ENERZAIR BREEZHALER (acétate d’indacatérol/ bromure de glycopyrronium/ furoate de mométasone)

Avis sur les Médicaments - Mis en ligne le 16 mars 2021

Nature de la demande

Réévaluation suite saisine Ministères

Réévaluation.

Avis favorable au remboursement dans le traitement continu de l’asthme chez les adultes, insuffisamment contrôlés par un traitement continu associant une dose forte de corticoïde inhalé et un bêta 2 agoniste de longue durée d’action, qui ont présenté une ou plusieurs exacerbations de l’asthme au cours de l’année précédente.

Quel progrès ?

Pas de progrès dans la prise en charge.   

 Quelle place dans la stratégie thérapeutique ?

L’objectif principal de la prise en charge pharmacologique de l’asthme chez les adultes et les adolescents réside dans le maintien durable d’un contrôle de la maladie, incluant la réduction des symptômes, la prévention des crises d’asthme et des exacerbations, la réduction de l’impact de la maladie sur la vie quotidienne, tout en limitant les effets indésirables dus aux traitements pharmacologiques.

La prise en charge thérapeutique repose principalement sur deux types de médicaments visant à agir sur le bronchospasme d’une part, et sur l’inflammation sous-jacente d’autre part.

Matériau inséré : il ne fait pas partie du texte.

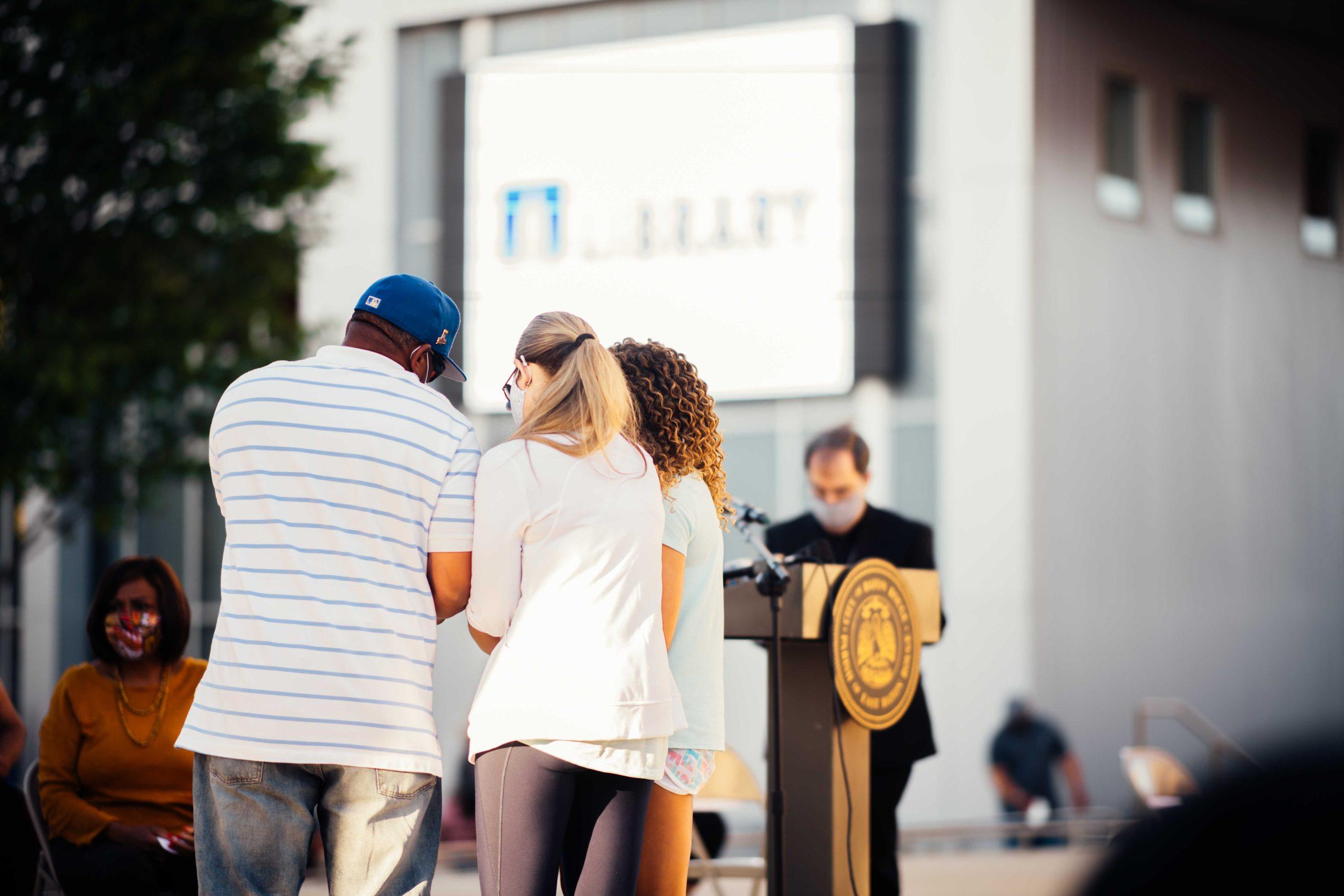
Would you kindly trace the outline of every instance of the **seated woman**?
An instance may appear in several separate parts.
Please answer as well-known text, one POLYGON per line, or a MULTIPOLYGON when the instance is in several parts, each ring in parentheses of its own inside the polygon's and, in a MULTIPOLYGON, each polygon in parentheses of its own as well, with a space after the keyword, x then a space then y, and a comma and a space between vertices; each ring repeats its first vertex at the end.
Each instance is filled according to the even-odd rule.
POLYGON ((67 669, 42 721, 38 787, 69 896, 196 892, 192 754, 173 742, 206 672, 172 567, 126 557, 89 609, 97 657, 67 669))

On distingue traditionnellement :

  • les traitements de la crise : les bronchodilatateurs bêta-2 agonistes inhalés de courte durée d’action (SABA). Ces traitements ont été initialement utilisés seuls ; cependant la stratégie combinant un bêta-2 agoniste inhalé de longue durée d’action (LABA) mais de court délai d’action (formotérol) à un corticoïde inhalé est maintenant également recommandée ;
  • les traitements de fond : les corticostéroïdes inhalés (CSI) en monothérapie ou en association à un bronchodilatateur bêta-2 agoniste de longue durée d’action (LABA). D’autres médicaments ont une place limitée, soit du fait de la modicité de leur taille d’effet (les antagonistes des récepteurs des leucotriènes (montélukast), soit du fait de leur faible marge thérapeutique (la théophylline à libération prolongée). Les formes d’asthme les plus sévères peuvent nécessiter une biothérapie (en fonction du phénotype de la pathologie), et/ou une corticothérapie orale.

Cette dichotomie thérapeutique est actuellement en train de s’estomper, dans la mesure où il a été montré que le traitement de la crise par une association de formotérol (LABA) et de corticoïde inhalé permet une diminution des exacerbations sévères.

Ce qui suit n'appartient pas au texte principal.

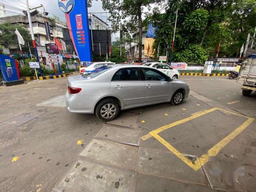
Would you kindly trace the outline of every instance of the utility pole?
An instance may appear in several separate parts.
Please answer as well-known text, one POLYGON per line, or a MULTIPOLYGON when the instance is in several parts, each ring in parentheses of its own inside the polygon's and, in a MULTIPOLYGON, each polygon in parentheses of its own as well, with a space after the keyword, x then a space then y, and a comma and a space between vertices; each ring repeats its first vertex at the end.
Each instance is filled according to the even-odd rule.
POLYGON ((174 26, 174 38, 173 39, 173 45, 172 46, 172 52, 170 52, 170 66, 172 65, 172 60, 173 59, 173 52, 174 49, 174 38, 175 37, 175 32, 176 31, 177 18, 178 17, 178 8, 176 11, 176 18, 175 19, 175 25, 174 26))
POLYGON ((35 36, 34 35, 34 32, 33 31, 33 26, 32 25, 31 17, 30 16, 30 12, 29 12, 29 1, 28 0, 26 0, 26 3, 27 4, 27 9, 28 11, 28 18, 29 19, 29 28, 30 28, 30 33, 31 34, 31 37, 32 39, 33 46, 34 47, 34 50, 35 50, 35 54, 36 58, 36 62, 39 62, 39 71, 40 72, 40 74, 42 76, 42 69, 41 69, 41 66, 40 65, 40 61, 39 60, 38 53, 37 53, 37 49, 36 49, 36 44, 35 43, 35 36))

La prise en charge thérapeutique est adaptée à la sévérité de la maladie. Les consensus internationaux ont individualisé 5 paliers de sévérité avec une escalade thérapeutique en cas de non-contrôle ou de contrôle partiel de l’asthme. La stratégie d’adaptation des traitements est définie par le GINA (Global Strategy for Asthma Management and Prevention).

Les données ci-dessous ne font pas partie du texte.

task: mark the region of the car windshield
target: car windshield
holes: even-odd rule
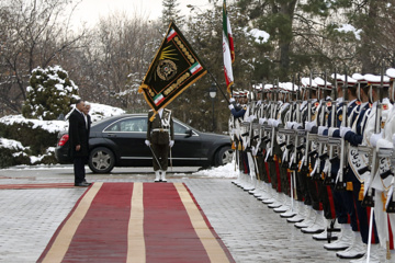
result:
[[[110,125],[105,132],[144,133],[147,132],[147,118],[124,118]]]
[[[189,127],[174,122],[174,134],[185,134],[190,129]],[[108,133],[146,133],[147,132],[147,118],[146,117],[128,117],[114,122],[104,132]]]

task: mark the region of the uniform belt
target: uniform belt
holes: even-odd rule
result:
[[[154,132],[158,132],[158,133],[169,133],[169,129],[166,129],[166,128],[156,128],[156,129],[153,129],[153,133]]]

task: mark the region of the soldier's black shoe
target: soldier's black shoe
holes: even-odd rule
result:
[[[87,183],[87,182],[75,183],[75,186],[79,186],[79,187],[88,187],[89,185],[91,185],[91,184]]]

L’asthme sévère correspond aux paliers 4 et 5 :

  • palier 4 : asthme nécessitant le recours à un traitement de fond par une association de CSI à dose modérée et de LABA (traitement de fond préférentiel) ;
  • palier 5 : asthme de palier 4 non contrôlé nécessitant le recours à un traitement de fond par une association de CSI à dose forte et de LABA, avec au besoin l’adjonction d’un LAMA (tiotropium) ou d’un traitement biologique en fonction du phénotype de l’asthme.

Dans tous ces cas, le traitement de la crise à privilégier est celui d’une association formotérol/corticoïde inhalé de faible dose.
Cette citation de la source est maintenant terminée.